Fischer was chief economist at the World Bank and deputy managing director of the International Monetary Fund, two institutions created at the Bretton Woods Conference in 1944 to promote international control over national fiscal and monetary policies. During his reign as Israel's banking chief (2005-2013), Fischer, who has both U.S. and Israeli citizenship, was credited with having steered the Israeli economy through the global economic crisis of 2008-2009 without the severe recession suffered by many of the other industrialized nations. His tenure as vice chairman at Citigroup (2002-2005) on the other hand, has given rise to some skepticism about his ability to recognize an economic crisis in the making. In a column entitled "Which Stanley Fischer?," Bloomberg's Matthew C. Klein wrote:
Risk-taking at Citigroup increased significantly in 2004 and 2005 when [former Treasury Secretary Robert] Rubin was chairman of the executive committee of the bank's board, with disastrous consequences in the years that followed. Bonuses that were paid in those early years weren't subsequently clawed back, either as losses materialized or when the government had to step in with huge bailouts.
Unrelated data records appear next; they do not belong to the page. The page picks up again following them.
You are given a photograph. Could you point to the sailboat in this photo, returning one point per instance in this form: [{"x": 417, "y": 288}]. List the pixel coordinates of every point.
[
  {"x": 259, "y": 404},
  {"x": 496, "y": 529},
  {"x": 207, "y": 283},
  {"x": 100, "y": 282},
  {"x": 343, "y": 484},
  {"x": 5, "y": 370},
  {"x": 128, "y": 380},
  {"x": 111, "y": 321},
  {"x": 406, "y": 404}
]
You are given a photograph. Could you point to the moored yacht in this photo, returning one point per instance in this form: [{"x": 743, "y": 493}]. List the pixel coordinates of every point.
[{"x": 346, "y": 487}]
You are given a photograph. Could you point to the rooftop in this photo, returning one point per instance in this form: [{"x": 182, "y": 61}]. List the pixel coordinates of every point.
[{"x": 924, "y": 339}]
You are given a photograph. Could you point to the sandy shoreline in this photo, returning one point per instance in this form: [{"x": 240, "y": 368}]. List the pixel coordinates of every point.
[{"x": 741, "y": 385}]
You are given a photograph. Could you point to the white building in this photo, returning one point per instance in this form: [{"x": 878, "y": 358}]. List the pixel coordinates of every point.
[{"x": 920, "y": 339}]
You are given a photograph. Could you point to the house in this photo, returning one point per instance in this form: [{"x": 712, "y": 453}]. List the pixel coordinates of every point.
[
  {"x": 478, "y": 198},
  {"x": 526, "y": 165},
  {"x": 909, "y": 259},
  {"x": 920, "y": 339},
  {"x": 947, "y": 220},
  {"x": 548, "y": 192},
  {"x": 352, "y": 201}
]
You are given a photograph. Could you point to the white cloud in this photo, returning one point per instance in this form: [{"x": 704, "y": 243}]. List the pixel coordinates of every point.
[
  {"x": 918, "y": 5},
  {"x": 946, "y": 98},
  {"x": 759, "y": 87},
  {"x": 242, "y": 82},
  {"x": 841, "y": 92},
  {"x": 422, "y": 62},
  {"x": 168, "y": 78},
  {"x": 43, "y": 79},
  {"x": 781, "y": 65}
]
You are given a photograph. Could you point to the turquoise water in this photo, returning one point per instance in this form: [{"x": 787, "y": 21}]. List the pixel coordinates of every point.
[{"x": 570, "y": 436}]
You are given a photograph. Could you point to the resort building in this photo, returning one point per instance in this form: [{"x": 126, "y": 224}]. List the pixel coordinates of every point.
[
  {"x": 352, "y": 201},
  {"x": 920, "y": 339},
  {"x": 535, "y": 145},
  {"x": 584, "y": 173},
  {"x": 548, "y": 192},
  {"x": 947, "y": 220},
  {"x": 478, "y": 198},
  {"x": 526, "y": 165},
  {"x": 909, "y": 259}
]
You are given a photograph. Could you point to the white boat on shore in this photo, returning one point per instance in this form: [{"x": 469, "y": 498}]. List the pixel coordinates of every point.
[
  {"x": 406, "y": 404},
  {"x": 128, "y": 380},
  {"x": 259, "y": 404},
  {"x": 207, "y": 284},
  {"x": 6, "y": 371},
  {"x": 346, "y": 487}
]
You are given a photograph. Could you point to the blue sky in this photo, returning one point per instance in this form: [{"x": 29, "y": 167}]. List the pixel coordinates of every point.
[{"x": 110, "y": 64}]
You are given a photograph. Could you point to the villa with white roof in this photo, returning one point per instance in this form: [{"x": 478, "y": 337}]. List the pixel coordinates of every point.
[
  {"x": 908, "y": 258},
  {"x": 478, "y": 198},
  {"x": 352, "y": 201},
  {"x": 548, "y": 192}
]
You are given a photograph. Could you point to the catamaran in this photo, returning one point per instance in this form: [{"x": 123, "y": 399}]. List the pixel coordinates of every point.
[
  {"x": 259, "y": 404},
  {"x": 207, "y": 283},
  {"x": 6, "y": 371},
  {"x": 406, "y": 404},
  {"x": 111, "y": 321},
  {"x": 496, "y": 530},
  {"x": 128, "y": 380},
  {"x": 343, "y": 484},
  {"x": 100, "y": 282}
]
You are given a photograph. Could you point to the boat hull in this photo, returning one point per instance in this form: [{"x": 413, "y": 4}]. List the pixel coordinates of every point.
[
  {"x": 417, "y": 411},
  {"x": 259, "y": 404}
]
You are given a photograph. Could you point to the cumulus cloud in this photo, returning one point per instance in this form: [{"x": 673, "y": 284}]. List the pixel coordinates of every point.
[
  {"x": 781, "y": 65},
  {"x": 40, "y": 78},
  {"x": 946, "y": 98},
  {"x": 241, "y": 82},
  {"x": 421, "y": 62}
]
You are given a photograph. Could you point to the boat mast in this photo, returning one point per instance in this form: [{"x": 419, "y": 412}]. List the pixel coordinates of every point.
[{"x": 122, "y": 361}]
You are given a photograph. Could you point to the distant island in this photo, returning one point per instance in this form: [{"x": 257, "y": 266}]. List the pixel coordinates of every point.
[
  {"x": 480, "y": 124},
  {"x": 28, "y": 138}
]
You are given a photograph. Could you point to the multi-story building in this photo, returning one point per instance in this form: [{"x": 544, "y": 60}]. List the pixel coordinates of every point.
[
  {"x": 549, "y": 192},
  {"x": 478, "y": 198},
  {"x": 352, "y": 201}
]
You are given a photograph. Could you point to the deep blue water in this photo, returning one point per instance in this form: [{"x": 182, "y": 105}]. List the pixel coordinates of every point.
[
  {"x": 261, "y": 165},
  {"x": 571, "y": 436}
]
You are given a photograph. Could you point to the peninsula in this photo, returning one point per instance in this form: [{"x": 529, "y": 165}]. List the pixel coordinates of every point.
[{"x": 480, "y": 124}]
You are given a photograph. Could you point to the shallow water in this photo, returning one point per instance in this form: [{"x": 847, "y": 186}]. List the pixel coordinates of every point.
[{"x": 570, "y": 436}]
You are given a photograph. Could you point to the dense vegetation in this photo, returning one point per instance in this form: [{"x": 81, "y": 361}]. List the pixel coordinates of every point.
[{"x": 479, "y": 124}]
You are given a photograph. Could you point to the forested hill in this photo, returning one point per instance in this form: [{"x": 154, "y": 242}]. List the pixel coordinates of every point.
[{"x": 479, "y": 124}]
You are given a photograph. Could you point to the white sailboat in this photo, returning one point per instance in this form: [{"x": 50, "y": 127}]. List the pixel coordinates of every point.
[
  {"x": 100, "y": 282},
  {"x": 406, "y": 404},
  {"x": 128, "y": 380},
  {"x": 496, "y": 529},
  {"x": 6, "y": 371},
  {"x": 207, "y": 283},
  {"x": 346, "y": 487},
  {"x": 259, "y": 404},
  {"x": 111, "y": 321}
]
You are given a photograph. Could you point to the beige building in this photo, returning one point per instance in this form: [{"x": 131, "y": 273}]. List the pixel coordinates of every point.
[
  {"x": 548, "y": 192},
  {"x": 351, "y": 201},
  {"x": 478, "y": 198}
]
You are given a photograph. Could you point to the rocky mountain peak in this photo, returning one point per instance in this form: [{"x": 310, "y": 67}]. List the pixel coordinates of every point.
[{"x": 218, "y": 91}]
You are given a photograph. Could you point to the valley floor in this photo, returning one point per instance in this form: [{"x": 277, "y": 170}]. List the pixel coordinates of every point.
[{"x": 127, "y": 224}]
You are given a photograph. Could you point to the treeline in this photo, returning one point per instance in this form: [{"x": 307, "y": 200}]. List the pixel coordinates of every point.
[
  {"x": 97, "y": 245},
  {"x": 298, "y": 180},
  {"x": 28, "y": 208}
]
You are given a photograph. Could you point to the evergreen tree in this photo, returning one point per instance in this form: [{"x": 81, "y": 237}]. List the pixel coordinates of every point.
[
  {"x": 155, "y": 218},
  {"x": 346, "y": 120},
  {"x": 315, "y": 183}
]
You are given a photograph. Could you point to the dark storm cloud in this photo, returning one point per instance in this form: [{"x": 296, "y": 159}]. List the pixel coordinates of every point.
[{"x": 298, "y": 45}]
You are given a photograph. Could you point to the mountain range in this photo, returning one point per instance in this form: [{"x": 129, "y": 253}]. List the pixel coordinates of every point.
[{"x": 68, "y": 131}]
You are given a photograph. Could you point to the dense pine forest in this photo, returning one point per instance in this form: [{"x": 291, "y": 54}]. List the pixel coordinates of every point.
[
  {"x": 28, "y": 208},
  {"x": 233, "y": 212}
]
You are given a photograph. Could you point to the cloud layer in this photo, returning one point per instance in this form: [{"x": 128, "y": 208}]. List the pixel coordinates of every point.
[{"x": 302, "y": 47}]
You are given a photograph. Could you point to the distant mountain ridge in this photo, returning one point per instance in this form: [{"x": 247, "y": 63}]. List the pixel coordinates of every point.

Fischer reported directly to Rubin, but there is no record that he sounded any kind of alarm, public or private. In that regard, he is no different from any other Citigroup executive of the period.
Klein also referred to Fischer's role at the IMF in "the botched liberalization of the Russian economy" in the early 1990s, when market mechanisms were introduced before the needed legal and political reforms had been established.
"Unfortunately for Russia, this set of priorities helped make it possible for oligarchs to strip the state of assets as the economy collapsed," Klein wrote.
When Fischer announced he was a candidate for the top job at the International Monetary Fund in 2011, Mark Weisbrot, co-director of the Washington-based Center for Economic and Policy Research, claimed his appointment would "institutionalize lack of accountability" at the IMF. Fischer, who was 67 at the time, was barred by the IMF age limit of 65 from being its managing director.
"Some of the IMF's worst economic mistakes in its history occurred while Fischer was there," Weisbrot said in a statement that claimed the IMF intervention in Russia during Fischer's tenure "led to one of the worst losses in output in history, in the absence of a war or natural disaster." It went on to say that in both Russia and Argentina, rapid economic growth occurred "after they had rid their countries of the IMF and its policy prescriptions."
James Carden, a former adviser to the U.S.-Russia Bilateral Presidential Commission, cites Fischer's "long track record of implementing neoliberal economic 'reforms' without paying due attention to their consequences for people of ordinary means." President Obama "would do well to reconsider the wisdom of this particular appointment," Carden wrote in The American Conservative.
Members of the Senate Banking, Housing and Urban Affairs Committee will have the opportunity to question Fischer about his role at Citibank, IMF, and other stops along his long and celebrated career. Given the inter-connected world of the global banking community, it seems likely, however, that the Stanley Fischer fan club will outnumber the doubters and dissenters. At the annual gathering of the world's central bankers at the Grand Teton National Park a few years ago, Fed Chairman Bernanke noted one thing they had in common: "They all had Stan Fischer as their thesis adviser."